Mente também, por ignorância e má-fé, e por não ter lido quer os Estatutos quer as Resoluções das Convenções e outros documentos do Bloco de Esquerda ao afirmar que o BE ”cultiva uma agenda e um posicionamento assentes num verbalismo que não altera o seu carácter social-democratizante”. Social-democrata? Bastava aos autores das Teses e aos membros do Comité Central lerem os Estatutos do BE que não deixam margem para dúvidas logo no seu 1ºArtigo: ”O Bloco de Esquerda defende e promove uma cultura cívica de participação e de ação política Democrática como garantia de transformação social, e a perspetiva do socialismo como expressão da luta emancipatória da Humanidade contra a exploração e opressão”. Além destes princípios consagrados, não é sério encostar-se o Bloco à família social-democrata, nem pela sua agenda e posições políticas e económicas a nível nacional, nem europeias.

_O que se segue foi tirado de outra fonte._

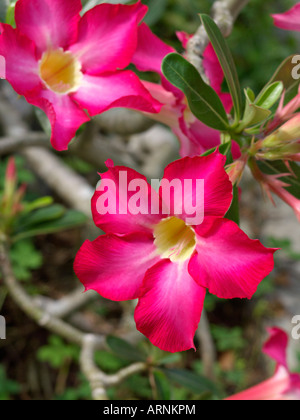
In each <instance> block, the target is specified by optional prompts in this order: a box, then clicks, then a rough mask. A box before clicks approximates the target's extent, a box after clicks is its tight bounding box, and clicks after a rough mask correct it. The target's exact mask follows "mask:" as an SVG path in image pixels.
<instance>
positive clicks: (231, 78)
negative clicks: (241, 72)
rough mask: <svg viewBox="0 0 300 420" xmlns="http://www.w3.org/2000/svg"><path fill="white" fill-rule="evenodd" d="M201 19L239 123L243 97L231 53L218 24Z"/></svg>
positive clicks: (206, 20) (206, 19) (207, 20)
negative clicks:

Verdade seja dita, o PCP é capaz de dizer e fazer tudo e o seu contrário, até mesmo alianças pós-eleições em municípios como Loures e Barreiro, só para se agarrar ao poder como uma lapa. PSD que nem sequer é “social-democrata”.

E prosseguem as teses com a sua manipulação, ao referir que o Bloco revela “diferenças nítidas, quer no plano da União Europeia e das conceções federalistas que o norteiam quer nas políticas e nas prioridades de ação no plano nacional". Federalismo? As posições do Bloco sobre o Euro, contra o directorio da UE, contra o Tratado Orçamental (com uma campanha nacional de recolha de assinaturas,de sessões informativas, debates, no ano passado que nem PCP, nem outra força realizaram), o BCE, a corrupção, a falta de transparência e democraticidade das instituições europeias, são precisamente a antítese de concepções federalistas, são antes a reafirmação de defesa da soberania nacional.

O PCP continua a correr uma cortina de ferro, não só em relação ao Bloco, mas às forças da sociedade civil, que Jerónimo de Sousa, considera “inorgânicas”. O XX Congresso vai também criticar (está nas Teses) esses movimentos sociais mobilizadores nos últimos anos de milhões de portugueses. Recupero o que escreveu em Outubro na “Visão”, João Semedo: “O PCP olha para a luta social com um filtro: só vê e valoriza o que existe por sua influência, o que traduz e acentua o seu afastamento do movimento social e das suas lutas, das novas realidades e forças que emergem. O movimento “Que se lixe a troika” (organizou as maiores manifestações dos últimos 40 anos) ou a associação APRe! (mobilizou os reformados para a luta social como nunca se tinha visto) são completamente ignorados e excluídos da dinâmica social”.